Brunetti asintió pero no hizo comentarios, táctica habitual en él para inducir a la gente a seguir hablando.

—En realidad, se trata del hijo de la mujer —dijo el sacerdote mirándose el regazo.

Como Brunetti ignoraba la edad del enfermo y la de su hija, no podía adivinar la del hijo de la mujer, por lo que no podía prever la índole del problema, pero el hecho de que Antonin hubiera venido a hablarle de él indicaba que se trataba de algo que no estaba en consonancia con la ley.

—Su madre está muy preocupada —prosiguió Antonin.

Las causas que podían preocupar a una madre eran múltiples, bien lo sabía Brunetti: su propia madre se había preocupado por él y por Sergio, y Paola se preocupaba por Raffi, aunque él sabía que Paola no tenía el motivo de preocupación de la mayoría de las madres: la droga. Era una suerte vivir en una ciudad en la que la población de jóvenes era escasa, pensó Brunetti, no por primera vez.
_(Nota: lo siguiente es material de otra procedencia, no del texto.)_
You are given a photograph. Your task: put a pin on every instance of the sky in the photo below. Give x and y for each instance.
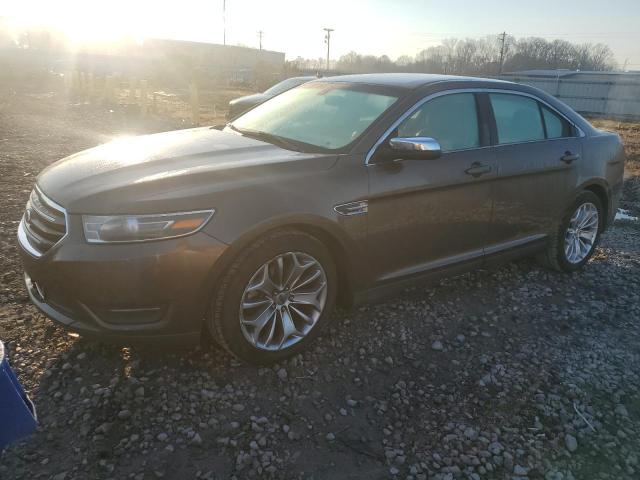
(377, 27)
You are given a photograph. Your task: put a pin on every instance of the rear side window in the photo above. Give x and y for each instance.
(557, 127)
(451, 119)
(517, 117)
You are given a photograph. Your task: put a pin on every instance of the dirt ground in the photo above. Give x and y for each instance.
(515, 372)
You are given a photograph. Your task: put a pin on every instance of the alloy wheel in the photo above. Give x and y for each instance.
(581, 234)
(283, 301)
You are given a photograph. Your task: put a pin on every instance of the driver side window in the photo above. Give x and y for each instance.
(450, 119)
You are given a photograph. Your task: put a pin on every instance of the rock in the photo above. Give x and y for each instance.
(470, 433)
(124, 414)
(570, 442)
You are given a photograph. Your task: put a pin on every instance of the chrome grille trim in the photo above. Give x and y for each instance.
(44, 224)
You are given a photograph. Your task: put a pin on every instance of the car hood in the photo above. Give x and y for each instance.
(250, 99)
(171, 171)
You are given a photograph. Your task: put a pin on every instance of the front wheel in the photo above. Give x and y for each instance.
(575, 239)
(274, 298)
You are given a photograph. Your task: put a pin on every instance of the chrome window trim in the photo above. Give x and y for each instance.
(424, 100)
(22, 235)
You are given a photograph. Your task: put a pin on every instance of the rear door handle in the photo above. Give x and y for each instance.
(569, 157)
(476, 169)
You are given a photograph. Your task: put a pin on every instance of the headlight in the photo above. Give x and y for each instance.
(136, 228)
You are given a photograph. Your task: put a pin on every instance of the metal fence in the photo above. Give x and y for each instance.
(607, 97)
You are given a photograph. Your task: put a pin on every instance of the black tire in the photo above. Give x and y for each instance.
(223, 320)
(554, 257)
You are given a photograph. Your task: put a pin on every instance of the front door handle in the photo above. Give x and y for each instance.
(476, 169)
(569, 157)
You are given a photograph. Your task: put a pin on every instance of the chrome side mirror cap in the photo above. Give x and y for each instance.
(416, 148)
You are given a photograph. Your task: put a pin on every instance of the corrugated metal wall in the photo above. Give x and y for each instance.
(612, 95)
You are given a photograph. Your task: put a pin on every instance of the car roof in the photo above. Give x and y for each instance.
(405, 80)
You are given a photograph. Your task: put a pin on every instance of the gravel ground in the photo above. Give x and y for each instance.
(515, 372)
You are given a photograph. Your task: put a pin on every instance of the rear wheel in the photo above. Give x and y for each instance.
(275, 297)
(575, 239)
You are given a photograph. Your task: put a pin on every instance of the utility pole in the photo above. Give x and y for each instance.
(503, 37)
(327, 40)
(224, 22)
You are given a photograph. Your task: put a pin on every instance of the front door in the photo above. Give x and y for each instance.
(429, 214)
(537, 155)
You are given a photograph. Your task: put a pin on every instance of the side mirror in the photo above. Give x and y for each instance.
(416, 148)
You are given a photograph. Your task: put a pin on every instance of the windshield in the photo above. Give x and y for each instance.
(285, 85)
(325, 115)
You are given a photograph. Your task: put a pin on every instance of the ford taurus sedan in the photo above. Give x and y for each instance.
(339, 190)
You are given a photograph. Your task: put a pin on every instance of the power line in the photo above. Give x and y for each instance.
(503, 36)
(224, 22)
(327, 40)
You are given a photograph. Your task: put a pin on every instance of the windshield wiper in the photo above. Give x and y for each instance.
(268, 137)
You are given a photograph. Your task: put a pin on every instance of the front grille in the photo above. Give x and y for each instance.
(44, 222)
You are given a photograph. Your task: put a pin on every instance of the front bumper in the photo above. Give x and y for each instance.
(126, 292)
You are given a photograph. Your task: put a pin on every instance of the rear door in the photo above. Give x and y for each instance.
(536, 153)
(428, 214)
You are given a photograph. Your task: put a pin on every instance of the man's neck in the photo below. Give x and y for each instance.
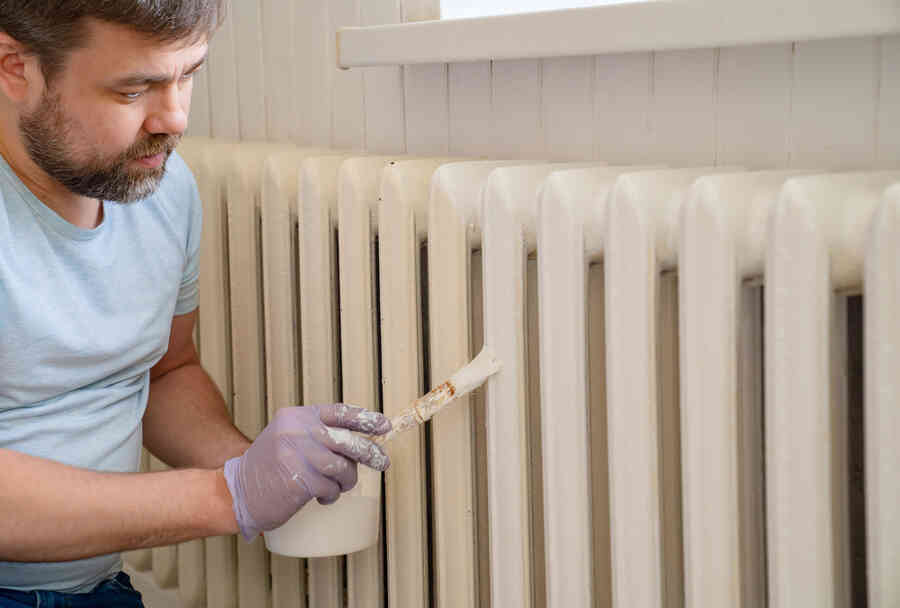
(77, 210)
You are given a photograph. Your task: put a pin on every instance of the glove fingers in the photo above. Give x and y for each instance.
(334, 466)
(356, 448)
(322, 487)
(354, 418)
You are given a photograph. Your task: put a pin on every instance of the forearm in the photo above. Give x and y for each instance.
(187, 424)
(54, 512)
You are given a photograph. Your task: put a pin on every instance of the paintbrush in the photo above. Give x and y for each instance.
(464, 381)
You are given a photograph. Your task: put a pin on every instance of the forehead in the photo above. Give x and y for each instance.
(113, 50)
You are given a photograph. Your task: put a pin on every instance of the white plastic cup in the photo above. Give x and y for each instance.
(349, 525)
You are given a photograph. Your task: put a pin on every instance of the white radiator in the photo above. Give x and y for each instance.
(671, 426)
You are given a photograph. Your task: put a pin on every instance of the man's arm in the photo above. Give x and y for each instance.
(186, 423)
(53, 512)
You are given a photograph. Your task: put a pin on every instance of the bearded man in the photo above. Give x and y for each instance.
(99, 235)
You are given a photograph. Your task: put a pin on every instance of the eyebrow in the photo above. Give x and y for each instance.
(133, 80)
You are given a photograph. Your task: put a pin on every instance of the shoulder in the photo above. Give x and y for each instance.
(177, 194)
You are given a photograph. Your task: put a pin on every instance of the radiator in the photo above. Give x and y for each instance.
(677, 415)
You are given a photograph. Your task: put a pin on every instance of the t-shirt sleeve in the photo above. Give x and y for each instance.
(189, 292)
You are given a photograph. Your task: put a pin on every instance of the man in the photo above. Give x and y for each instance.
(99, 237)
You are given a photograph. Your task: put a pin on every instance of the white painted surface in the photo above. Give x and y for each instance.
(359, 348)
(721, 410)
(882, 390)
(614, 29)
(563, 210)
(640, 242)
(454, 227)
(816, 241)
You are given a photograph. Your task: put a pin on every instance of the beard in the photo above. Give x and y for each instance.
(45, 132)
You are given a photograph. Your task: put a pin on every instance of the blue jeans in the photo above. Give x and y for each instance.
(113, 593)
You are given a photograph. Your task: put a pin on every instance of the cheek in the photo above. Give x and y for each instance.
(112, 131)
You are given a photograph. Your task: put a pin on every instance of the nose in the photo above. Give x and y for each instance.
(170, 112)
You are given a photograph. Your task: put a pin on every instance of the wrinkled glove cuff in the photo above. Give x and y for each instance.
(249, 528)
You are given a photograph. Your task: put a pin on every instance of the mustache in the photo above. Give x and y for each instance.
(153, 145)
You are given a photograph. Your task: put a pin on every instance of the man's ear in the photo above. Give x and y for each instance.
(18, 69)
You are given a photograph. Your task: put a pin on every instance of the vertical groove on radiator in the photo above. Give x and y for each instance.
(482, 534)
(376, 308)
(856, 451)
(425, 340)
(597, 428)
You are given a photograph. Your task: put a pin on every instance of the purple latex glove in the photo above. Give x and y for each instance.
(304, 453)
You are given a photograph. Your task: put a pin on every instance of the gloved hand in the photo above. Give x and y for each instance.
(303, 453)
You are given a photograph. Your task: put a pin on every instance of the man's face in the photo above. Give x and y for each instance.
(105, 126)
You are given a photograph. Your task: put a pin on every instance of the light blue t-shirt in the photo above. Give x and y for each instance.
(84, 315)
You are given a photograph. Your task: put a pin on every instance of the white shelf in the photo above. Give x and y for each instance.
(616, 28)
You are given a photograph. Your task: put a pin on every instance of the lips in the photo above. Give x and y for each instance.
(153, 161)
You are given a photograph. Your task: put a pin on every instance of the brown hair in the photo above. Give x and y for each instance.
(51, 29)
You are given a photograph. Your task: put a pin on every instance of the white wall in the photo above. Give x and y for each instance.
(829, 104)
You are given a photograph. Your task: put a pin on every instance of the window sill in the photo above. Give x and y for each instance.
(617, 28)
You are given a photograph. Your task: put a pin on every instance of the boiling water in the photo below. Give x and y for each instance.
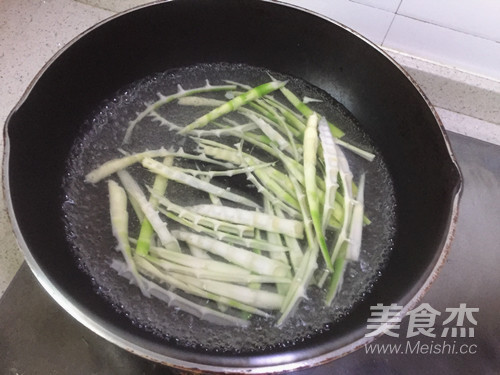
(89, 230)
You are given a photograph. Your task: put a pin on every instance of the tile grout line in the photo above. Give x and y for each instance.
(392, 21)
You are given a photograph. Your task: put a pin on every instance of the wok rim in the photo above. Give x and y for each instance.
(99, 327)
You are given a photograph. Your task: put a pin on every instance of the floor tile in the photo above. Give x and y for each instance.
(446, 46)
(389, 5)
(370, 22)
(115, 5)
(477, 17)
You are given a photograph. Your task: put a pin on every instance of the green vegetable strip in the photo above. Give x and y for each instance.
(260, 220)
(188, 260)
(292, 118)
(254, 262)
(270, 132)
(174, 300)
(306, 111)
(306, 216)
(194, 217)
(119, 225)
(150, 212)
(186, 179)
(276, 201)
(238, 157)
(310, 158)
(331, 169)
(176, 281)
(233, 104)
(239, 278)
(346, 184)
(227, 172)
(356, 227)
(167, 99)
(298, 288)
(253, 243)
(254, 297)
(147, 231)
(114, 165)
(293, 245)
(275, 239)
(337, 276)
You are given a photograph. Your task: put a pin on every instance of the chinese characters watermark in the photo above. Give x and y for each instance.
(422, 320)
(456, 322)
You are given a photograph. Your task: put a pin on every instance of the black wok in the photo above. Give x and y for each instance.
(389, 107)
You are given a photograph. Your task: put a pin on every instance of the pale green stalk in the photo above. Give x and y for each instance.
(233, 104)
(119, 225)
(254, 262)
(174, 300)
(186, 179)
(310, 158)
(260, 220)
(150, 212)
(147, 231)
(167, 99)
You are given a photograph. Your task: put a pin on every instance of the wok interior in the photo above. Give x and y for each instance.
(180, 33)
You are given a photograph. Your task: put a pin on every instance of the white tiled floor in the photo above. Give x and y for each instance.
(464, 34)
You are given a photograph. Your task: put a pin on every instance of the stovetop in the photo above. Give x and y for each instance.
(39, 337)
Ya que tenían que vivir en un mundo regido por el capitalismo, había que dar gracias a Dios por este fortuito efecto secundario: con una clientela potencial tan pequeña, pocos serían los que estuvieran dispuestos a incurrir en las molestias y los gastos de comercializar drogas en Venecia.

Ante el persistente silencio de Brunetti, Antonin preguntó:

—¿Te molesta que te consulte sobre esto, Guido?

Brunetti sonrió.

—Aún no sé cuál es la consulta, Antonin, por lo que no puede molestarme.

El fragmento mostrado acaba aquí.